La risposta si può desumere dalla comprensione di sé che l’uno e l’altro potrebbero aver avuto: quella legata al ruolo. Non era compito né del sacerdote né del levita farsi carico delle miserie sociali: la loro funzione era cultuale, e per il sacerdote anche legale. In essi la funzione prevale sulla manifestazione della volontà di Dio che appare nella situazione di bisogno. In tal modo essi attuano la volontà di Dio rispettando il proprio ruolo. Nulla da eccepire: a ciascuno il suo compito!

Ma basta questo per compiere la volontà di Dio? Gesù conduce oltre: la volontà di Dio non la si conosce in concreto una volta per tutte; si impara a conoscerla dalle circostanze e lasciandosi indicare lo stile fondamentale dallo stesso Gesù.
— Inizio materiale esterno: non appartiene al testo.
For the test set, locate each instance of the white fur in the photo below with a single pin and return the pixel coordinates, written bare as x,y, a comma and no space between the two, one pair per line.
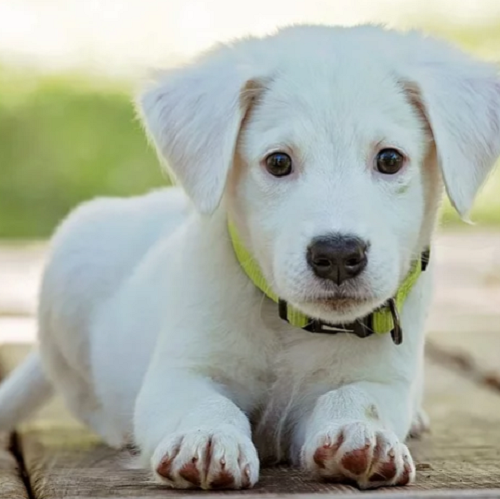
154,335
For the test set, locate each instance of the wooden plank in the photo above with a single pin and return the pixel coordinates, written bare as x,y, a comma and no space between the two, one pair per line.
11,482
462,455
476,352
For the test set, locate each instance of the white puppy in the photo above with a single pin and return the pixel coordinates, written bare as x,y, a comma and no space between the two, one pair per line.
326,150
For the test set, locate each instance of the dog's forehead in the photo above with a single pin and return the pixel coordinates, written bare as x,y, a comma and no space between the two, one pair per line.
314,100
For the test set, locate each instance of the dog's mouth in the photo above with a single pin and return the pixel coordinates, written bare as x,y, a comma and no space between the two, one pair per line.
339,306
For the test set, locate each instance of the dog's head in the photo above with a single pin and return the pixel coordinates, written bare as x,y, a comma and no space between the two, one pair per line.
329,147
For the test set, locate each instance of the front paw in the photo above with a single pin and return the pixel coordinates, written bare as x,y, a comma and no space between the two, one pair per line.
357,452
207,459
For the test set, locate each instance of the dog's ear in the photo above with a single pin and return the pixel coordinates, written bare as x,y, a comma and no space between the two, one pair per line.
460,98
193,115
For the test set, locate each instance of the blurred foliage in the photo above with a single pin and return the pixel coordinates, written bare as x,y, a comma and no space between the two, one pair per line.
64,139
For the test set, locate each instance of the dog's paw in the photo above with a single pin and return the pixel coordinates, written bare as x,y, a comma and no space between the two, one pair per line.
419,425
207,459
359,453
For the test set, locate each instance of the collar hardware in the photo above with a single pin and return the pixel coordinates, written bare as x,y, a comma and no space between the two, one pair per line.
383,320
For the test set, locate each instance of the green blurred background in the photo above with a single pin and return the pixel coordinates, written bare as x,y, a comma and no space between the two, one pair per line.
66,137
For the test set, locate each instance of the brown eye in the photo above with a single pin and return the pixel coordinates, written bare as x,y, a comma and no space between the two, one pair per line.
279,164
389,161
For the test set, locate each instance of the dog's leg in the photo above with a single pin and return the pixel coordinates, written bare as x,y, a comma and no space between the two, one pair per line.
194,435
356,433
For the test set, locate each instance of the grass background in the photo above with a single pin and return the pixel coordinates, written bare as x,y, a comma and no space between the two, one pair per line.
66,138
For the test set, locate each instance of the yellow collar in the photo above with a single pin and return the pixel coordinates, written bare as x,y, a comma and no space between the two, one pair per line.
381,321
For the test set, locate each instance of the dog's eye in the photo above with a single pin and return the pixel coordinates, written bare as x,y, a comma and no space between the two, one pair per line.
279,164
389,161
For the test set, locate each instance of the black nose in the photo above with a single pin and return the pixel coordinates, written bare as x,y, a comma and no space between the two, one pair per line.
337,257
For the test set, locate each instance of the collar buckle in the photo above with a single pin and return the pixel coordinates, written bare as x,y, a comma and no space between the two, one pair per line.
397,330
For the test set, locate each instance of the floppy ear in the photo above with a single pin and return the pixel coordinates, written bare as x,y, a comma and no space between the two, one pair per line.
193,116
460,98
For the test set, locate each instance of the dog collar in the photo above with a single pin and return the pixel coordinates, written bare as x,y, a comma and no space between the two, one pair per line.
383,320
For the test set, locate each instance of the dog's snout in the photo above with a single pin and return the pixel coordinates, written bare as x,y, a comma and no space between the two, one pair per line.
337,257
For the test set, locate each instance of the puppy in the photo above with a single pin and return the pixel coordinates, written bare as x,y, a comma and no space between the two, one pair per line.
274,308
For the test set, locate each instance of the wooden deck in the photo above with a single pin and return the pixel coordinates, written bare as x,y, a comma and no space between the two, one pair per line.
53,456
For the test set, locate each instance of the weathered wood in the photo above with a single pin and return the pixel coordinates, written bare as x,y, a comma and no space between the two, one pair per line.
476,352
462,455
11,482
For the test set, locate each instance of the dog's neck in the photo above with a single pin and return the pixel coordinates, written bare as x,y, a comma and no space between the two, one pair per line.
383,320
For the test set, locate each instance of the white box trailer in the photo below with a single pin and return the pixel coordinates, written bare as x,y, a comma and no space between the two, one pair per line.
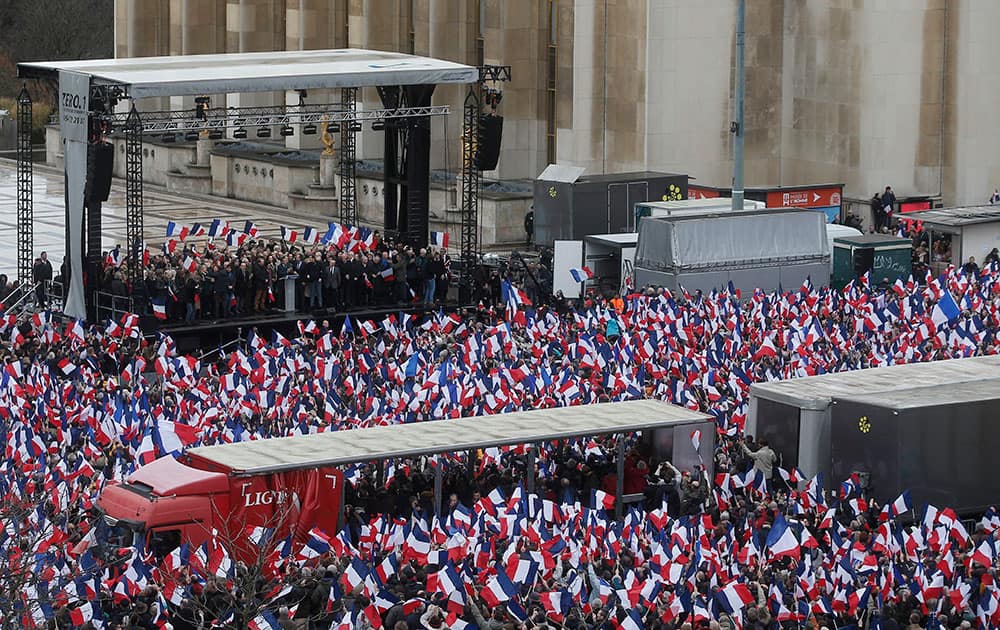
609,256
767,249
794,415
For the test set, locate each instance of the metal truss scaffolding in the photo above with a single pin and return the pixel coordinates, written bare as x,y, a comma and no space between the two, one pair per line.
348,170
471,180
472,176
133,194
220,118
25,201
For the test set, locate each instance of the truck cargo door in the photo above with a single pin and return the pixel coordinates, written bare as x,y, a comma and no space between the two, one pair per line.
566,255
617,206
779,425
637,193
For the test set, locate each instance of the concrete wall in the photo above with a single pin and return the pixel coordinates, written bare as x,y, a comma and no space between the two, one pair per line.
972,114
867,92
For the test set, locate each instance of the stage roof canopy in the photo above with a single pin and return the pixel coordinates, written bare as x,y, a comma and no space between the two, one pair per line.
258,72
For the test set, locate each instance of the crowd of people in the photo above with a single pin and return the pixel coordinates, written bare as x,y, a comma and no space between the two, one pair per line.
194,278
756,546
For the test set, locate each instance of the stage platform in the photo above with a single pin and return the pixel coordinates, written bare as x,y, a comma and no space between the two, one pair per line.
207,335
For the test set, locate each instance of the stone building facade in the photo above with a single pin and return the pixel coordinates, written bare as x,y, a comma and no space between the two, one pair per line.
865,92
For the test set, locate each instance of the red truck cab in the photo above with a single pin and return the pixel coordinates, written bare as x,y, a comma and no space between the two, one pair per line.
170,502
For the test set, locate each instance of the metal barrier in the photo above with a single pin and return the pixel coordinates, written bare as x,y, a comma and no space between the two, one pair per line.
19,305
55,295
222,348
111,306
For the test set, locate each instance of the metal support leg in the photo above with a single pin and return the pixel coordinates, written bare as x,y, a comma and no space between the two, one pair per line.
620,482
348,173
530,472
438,485
133,198
471,180
25,199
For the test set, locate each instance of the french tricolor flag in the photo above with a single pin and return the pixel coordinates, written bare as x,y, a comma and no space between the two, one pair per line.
734,597
316,545
355,574
498,590
81,614
781,540
439,239
902,504
388,568
581,274
264,621
602,500
159,308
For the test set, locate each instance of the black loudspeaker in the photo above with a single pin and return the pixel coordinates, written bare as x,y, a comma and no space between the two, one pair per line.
490,132
100,166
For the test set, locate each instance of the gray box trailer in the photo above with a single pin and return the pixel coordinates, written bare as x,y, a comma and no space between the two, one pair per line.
569,206
767,248
795,415
940,443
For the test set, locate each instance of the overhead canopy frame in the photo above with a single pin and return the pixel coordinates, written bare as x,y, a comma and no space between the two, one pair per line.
187,75
90,89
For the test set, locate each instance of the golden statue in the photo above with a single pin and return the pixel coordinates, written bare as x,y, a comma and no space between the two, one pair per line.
327,138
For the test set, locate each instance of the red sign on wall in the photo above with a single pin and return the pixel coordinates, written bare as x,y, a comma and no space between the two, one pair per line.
913,206
804,198
697,192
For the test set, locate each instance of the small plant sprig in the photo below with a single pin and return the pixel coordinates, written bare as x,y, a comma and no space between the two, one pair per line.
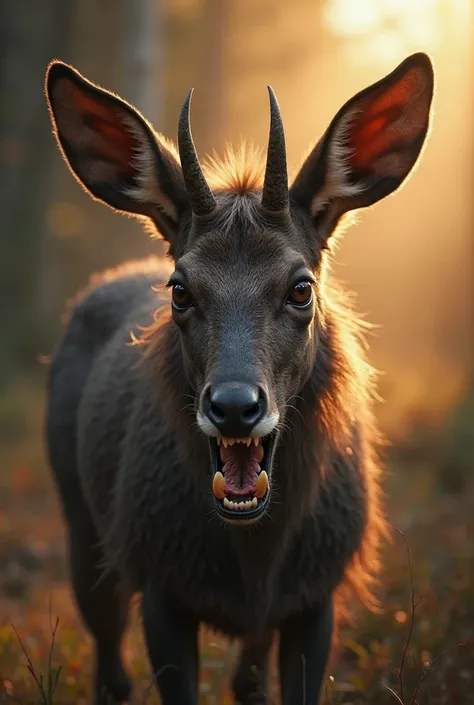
46,684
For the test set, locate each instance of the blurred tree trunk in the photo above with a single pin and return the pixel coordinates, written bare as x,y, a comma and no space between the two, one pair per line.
143,57
30,38
211,78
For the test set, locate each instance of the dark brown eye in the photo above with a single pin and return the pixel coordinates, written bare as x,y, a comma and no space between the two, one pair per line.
301,295
181,299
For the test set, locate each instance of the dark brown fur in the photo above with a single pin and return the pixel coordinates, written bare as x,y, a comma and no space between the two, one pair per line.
128,379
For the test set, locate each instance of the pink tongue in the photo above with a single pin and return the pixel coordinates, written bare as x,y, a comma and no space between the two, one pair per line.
240,469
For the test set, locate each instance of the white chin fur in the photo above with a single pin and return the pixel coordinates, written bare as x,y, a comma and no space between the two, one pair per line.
262,429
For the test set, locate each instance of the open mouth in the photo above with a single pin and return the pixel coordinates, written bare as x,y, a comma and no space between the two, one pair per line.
240,480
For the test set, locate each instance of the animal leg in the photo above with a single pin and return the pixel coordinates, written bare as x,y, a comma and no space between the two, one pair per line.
305,644
250,680
172,640
103,602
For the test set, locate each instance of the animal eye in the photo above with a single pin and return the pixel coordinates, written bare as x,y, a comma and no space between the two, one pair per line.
301,294
180,298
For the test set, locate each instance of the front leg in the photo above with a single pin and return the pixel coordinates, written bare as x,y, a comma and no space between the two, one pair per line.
305,644
172,640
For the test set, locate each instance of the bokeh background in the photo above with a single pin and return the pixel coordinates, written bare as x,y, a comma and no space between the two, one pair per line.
409,259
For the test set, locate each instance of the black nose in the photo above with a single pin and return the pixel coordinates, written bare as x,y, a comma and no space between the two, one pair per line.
235,408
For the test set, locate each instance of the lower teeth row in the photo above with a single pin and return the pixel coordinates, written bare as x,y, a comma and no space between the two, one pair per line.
249,504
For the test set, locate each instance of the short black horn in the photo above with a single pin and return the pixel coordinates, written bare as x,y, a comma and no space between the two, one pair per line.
275,187
200,195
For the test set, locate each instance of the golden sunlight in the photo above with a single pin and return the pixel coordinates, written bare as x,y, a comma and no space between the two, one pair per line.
385,29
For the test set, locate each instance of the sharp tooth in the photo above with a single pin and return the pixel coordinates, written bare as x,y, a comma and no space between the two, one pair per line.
218,485
261,485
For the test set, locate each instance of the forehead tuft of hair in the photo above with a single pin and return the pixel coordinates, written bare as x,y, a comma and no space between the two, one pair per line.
240,170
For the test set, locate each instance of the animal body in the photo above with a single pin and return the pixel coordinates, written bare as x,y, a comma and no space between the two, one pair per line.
209,422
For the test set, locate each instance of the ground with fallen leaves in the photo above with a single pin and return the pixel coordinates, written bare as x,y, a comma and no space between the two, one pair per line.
426,630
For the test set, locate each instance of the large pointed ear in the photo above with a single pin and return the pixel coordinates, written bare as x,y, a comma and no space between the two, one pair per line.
370,146
113,151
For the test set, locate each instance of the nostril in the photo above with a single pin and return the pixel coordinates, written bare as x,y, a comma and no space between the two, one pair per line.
217,413
252,413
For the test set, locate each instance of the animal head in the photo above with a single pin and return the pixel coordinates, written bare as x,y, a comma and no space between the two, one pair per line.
247,289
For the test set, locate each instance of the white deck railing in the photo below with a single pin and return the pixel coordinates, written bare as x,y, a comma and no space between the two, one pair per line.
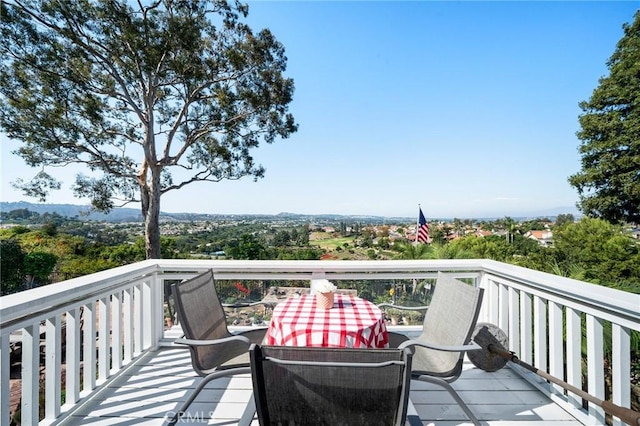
123,315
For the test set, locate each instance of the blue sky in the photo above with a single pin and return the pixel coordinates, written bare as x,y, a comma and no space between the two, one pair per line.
468,108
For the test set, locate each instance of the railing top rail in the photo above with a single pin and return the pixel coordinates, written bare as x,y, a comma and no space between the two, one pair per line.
48,298
587,295
52,296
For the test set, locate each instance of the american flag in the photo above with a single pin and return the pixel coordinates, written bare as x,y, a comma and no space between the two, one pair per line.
423,228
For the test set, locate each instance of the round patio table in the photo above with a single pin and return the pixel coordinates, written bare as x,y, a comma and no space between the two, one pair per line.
352,323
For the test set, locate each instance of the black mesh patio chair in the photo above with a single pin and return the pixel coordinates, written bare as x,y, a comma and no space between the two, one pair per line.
330,386
215,352
449,322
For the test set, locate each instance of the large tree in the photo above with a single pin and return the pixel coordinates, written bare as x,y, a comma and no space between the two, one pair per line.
134,90
609,182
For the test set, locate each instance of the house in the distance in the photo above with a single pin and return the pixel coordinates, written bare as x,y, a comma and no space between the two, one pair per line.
544,238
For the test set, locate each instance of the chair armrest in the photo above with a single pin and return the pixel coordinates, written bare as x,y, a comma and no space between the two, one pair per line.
404,308
473,346
194,342
246,304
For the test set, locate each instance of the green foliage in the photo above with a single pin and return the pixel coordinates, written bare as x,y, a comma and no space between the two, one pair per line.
608,184
247,247
136,90
599,249
39,265
11,266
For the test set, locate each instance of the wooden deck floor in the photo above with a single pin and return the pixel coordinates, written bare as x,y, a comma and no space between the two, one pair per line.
156,384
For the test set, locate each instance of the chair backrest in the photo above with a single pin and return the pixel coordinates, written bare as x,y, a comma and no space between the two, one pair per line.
202,317
449,321
330,386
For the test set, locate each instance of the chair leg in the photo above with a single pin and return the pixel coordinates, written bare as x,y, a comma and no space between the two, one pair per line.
205,380
453,393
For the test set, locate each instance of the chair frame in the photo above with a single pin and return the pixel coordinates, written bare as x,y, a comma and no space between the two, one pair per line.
443,378
315,359
233,348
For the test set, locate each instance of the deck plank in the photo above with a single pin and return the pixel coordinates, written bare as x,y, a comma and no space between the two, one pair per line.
160,381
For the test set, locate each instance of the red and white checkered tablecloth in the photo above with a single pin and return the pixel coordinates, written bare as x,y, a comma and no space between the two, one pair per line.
351,323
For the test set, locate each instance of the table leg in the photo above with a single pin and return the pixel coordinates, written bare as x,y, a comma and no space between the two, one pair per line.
249,412
413,419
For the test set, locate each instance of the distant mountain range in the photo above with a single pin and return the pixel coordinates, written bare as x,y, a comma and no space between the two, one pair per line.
134,215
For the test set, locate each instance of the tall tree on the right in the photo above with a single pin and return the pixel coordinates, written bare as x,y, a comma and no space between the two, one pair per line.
609,182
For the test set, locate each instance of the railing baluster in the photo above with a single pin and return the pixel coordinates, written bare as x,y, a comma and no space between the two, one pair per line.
89,348
595,365
526,328
52,370
540,331
5,377
556,356
116,331
621,374
514,321
30,374
127,319
104,338
137,319
72,381
574,354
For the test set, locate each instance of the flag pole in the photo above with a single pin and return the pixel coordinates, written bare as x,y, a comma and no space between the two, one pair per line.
417,225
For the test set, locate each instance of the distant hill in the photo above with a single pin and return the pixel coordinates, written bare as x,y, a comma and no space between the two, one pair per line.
134,215
72,211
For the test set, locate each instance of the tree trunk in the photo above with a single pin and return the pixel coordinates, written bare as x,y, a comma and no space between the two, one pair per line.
151,213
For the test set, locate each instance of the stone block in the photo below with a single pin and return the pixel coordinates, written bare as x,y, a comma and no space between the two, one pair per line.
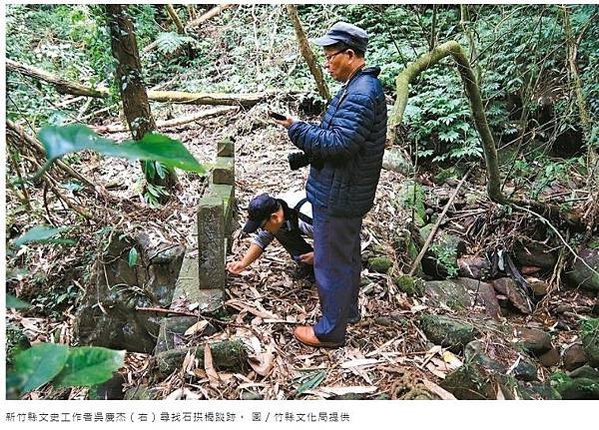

Sicché non basta più la legge antica per vivere: occorre fare proprio il modo di essere di Gesù, ma nella forma concreta che la vita presenta. Il samaritano vede quindi in modo diverso; vuol dire che non vede solo con gli occhi, ma con il cuore – le viscere, fa intendere il verbo usato nel v. 33 – e il cuore non resta indifferente di fronte alle persone ferite, anche se quel che si fa non è inscritto nel ruolo.